After selecting an item, the customer pays the cashier, who then prints the product on a thermal card printer. More importantly, the system allows the store to offer a variety of products without investing in or maintaining inventory, which is crucial considering that companies are looking to drive sales while reducing operating costs.

To let customers know about Touch-n-Buy, WoW! advertises the system using electronic message boards on the busy street corners outside the store and with signage at the fuel pumps.

Technology Options
Retail experts are predicting convenience store chains will continue to adopt new and better ways to communicate with customers using self-service technology. Suppliers like NCR and Fujitsu, for example, are pushing a wide range of touchscreen hardware and partnering with several different software providers to allow customers to place orders in a convenience store or foodservice environment without dealing with a human order-taker.

“Retailers want to provide increased levels of service to customers without incurring high labor costs associated with that service,” said Weiner, of Rutter’s Farm Stores. “One of the tricks with foodservice is to ensure that your labor is used wisely, and that should be in preparing the food, not interacting with customers. That is how you keep costs down and margins high.”

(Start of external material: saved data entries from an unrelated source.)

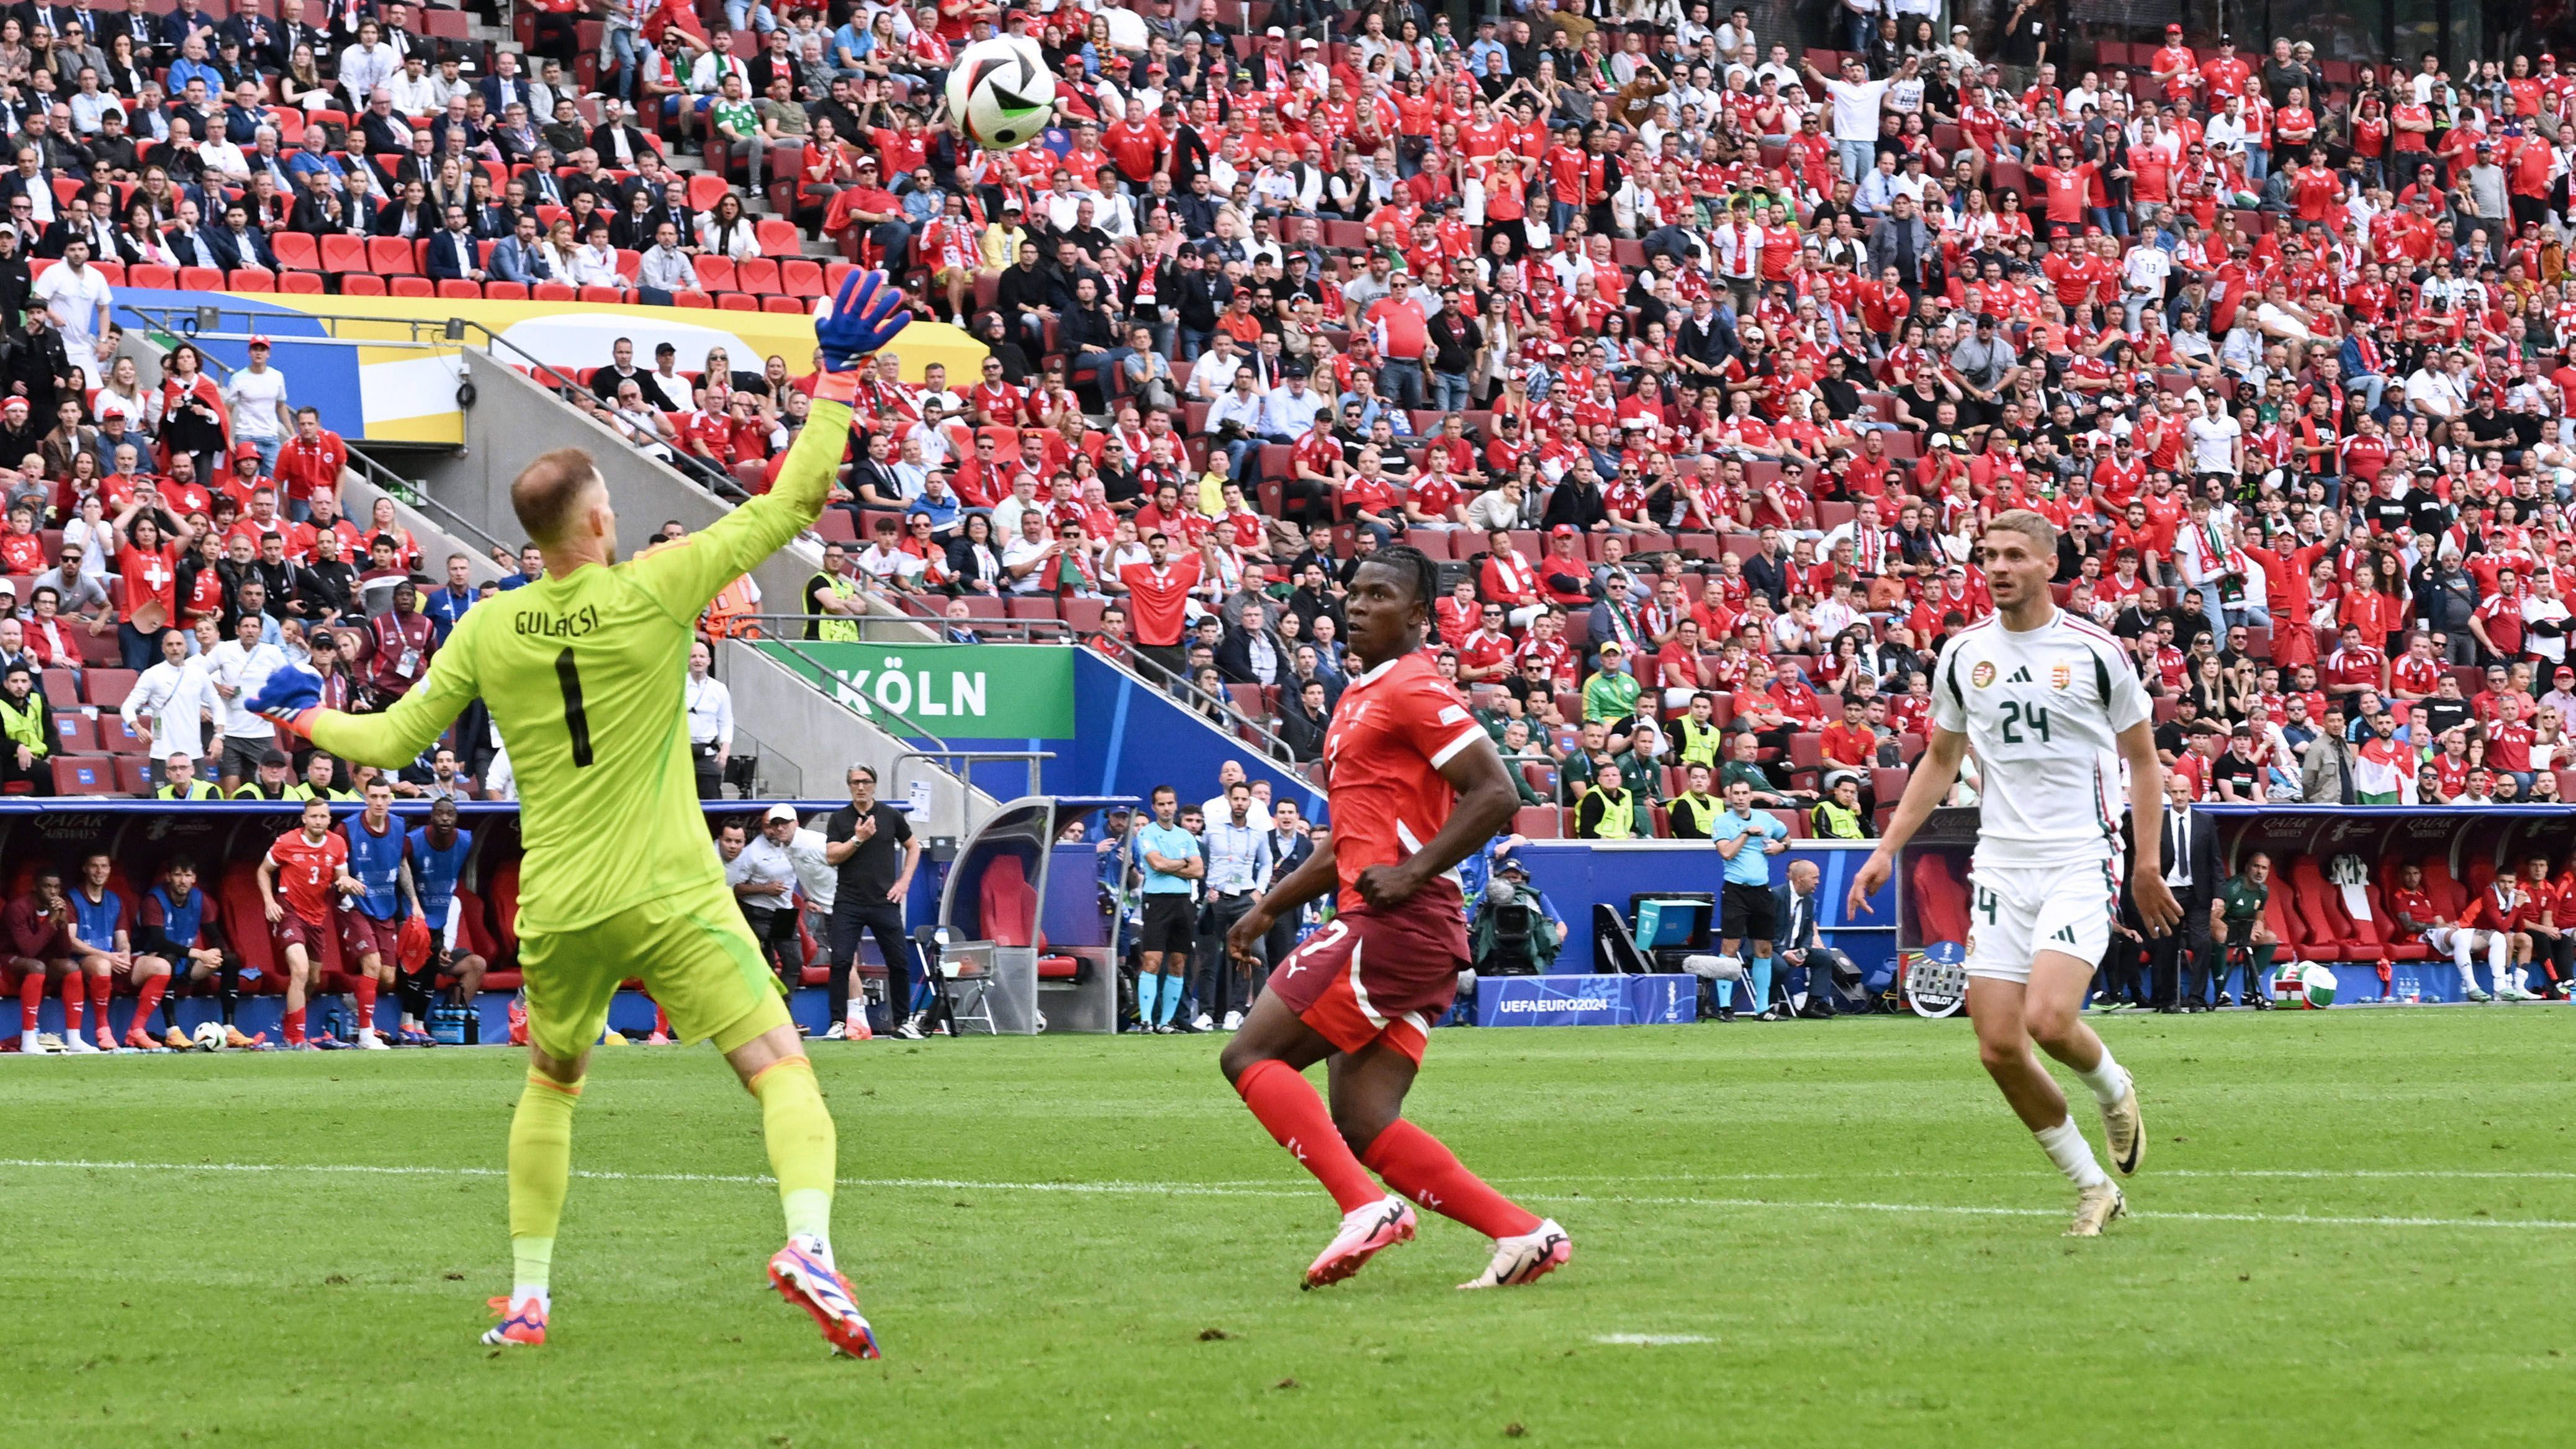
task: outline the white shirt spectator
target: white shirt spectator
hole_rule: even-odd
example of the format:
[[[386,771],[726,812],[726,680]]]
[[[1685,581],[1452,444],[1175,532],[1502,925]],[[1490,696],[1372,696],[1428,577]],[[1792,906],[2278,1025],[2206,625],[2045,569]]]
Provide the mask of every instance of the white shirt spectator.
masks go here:
[[[278,410],[286,406],[286,374],[274,367],[235,368],[224,383],[224,401],[232,405],[233,436],[278,438],[286,424]]]
[[[870,581],[885,586],[914,582],[930,567],[902,549],[873,543],[859,550],[858,565],[859,572]]]
[[[1022,564],[1043,559],[1046,557],[1046,551],[1054,547],[1055,542],[1043,532],[1033,539],[1013,538],[1009,543],[1002,545],[1002,567],[1015,569]],[[1040,563],[1026,574],[1007,580],[1004,587],[1015,594],[1038,593],[1046,588],[1051,572],[1045,564]]]
[[[418,80],[397,73],[385,82],[385,89],[393,93],[394,113],[415,121],[428,120],[447,108],[447,98],[439,94],[438,77],[428,71],[421,72]]]
[[[2220,413],[2204,413],[2191,420],[2184,431],[2191,435],[2191,470],[2195,473],[2234,473],[2236,440],[2245,434],[2236,420]]]
[[[725,884],[728,886],[783,885],[793,891],[796,888],[795,857],[787,853],[786,846],[770,839],[766,834],[754,832],[749,843],[743,846],[742,854],[725,862]],[[744,896],[742,902],[755,910],[764,911],[787,910],[795,905],[792,896],[761,894]]]
[[[47,276],[53,275],[46,273]],[[658,287],[665,292],[700,292],[698,269],[689,262],[689,254],[678,247],[655,245],[644,253],[636,268],[635,285]]]
[[[340,88],[360,109],[366,107],[367,97],[375,93],[376,87],[390,84],[400,74],[402,57],[381,40],[373,46],[352,45],[340,52]]]
[[[841,869],[823,859],[823,832],[799,827],[787,837],[787,859],[796,867],[796,888],[805,894],[806,904],[829,914],[832,893],[841,884]]]
[[[224,702],[202,659],[177,664],[164,659],[136,677],[117,714],[129,728],[152,737],[151,753],[161,759],[181,750],[202,756],[207,721],[224,717]]]
[[[1895,83],[1893,79],[1826,81],[1825,94],[1834,101],[1834,139],[1877,140],[1879,106],[1887,96],[1887,88]]]
[[[98,312],[116,296],[107,284],[107,276],[96,267],[83,267],[75,275],[69,266],[46,269],[36,279],[35,297],[45,304],[46,315],[53,318],[54,330],[63,334],[63,352],[71,365],[90,377],[99,375]]]
[[[725,682],[713,675],[688,680],[680,686],[680,699],[689,716],[689,743],[713,744],[731,752],[733,691],[725,687]]]
[[[246,706],[251,696],[259,693],[259,687],[268,682],[268,676],[285,663],[286,651],[274,644],[254,644],[244,648],[239,639],[227,639],[206,651],[208,683],[221,686],[215,691],[216,697],[222,699],[224,689],[233,692],[231,698],[224,700],[226,737],[237,740],[277,737],[277,726],[270,724],[264,716],[251,713]],[[161,754],[166,758],[169,751],[161,751]]]

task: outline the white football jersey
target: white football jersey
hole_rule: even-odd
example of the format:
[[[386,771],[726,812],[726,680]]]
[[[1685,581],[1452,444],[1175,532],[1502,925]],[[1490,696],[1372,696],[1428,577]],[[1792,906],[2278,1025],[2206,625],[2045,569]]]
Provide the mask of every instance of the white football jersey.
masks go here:
[[[1932,723],[1968,737],[1983,772],[1980,864],[2099,861],[2120,851],[2120,731],[2147,718],[2119,641],[2061,609],[2027,634],[1990,615],[1960,631],[1932,681]]]

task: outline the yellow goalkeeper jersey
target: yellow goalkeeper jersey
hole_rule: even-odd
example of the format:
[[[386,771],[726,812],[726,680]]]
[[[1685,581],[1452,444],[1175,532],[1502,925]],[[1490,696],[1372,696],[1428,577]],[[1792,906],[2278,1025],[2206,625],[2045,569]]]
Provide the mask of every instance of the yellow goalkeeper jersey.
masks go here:
[[[768,494],[678,544],[476,604],[420,686],[382,714],[323,713],[314,743],[407,765],[480,696],[518,780],[522,932],[721,886],[682,707],[689,645],[718,590],[821,516],[849,430],[846,406],[817,401]]]

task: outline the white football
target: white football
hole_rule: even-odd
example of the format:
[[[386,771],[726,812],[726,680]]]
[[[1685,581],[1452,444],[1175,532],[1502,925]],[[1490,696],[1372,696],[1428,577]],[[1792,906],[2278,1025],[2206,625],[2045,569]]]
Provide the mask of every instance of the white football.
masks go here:
[[[200,1050],[210,1052],[222,1051],[224,1049],[224,1024],[220,1021],[198,1022],[197,1030],[193,1034],[193,1037]]]
[[[948,114],[967,140],[987,151],[1029,144],[1055,119],[1055,77],[1035,43],[1008,36],[979,40],[948,72]]]

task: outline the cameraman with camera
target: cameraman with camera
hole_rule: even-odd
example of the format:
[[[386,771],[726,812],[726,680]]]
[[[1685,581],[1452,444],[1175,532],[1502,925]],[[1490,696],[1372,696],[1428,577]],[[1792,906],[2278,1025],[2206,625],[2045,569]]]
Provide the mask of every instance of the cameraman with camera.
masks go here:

Because convenience store real estate is so valuable, the physical size of hardware is shrinking. Contemporary touchscreen kiosks are extremely compact compared to the earliest interactive equipment, such as ATMs. Today’s models can be placed on a wall or counter to save space. Transactional kiosks—those that accept and dispense cash—must be more substantial and require a pedestal, but some are as small as four square feet.

Retailers have just begun to see the many opportunities for incorporating interactive technology into their stores in order to communicate and manage the needs of customers. Technology providers continue searching for new ways to help them do that job. As a result, store operators can expect to see newer, more exciting and more convenient technologies introduced in coming years.

“Anything you can do to make your store a convenient one-stop shop, that will always appeal to customers,” Martin said.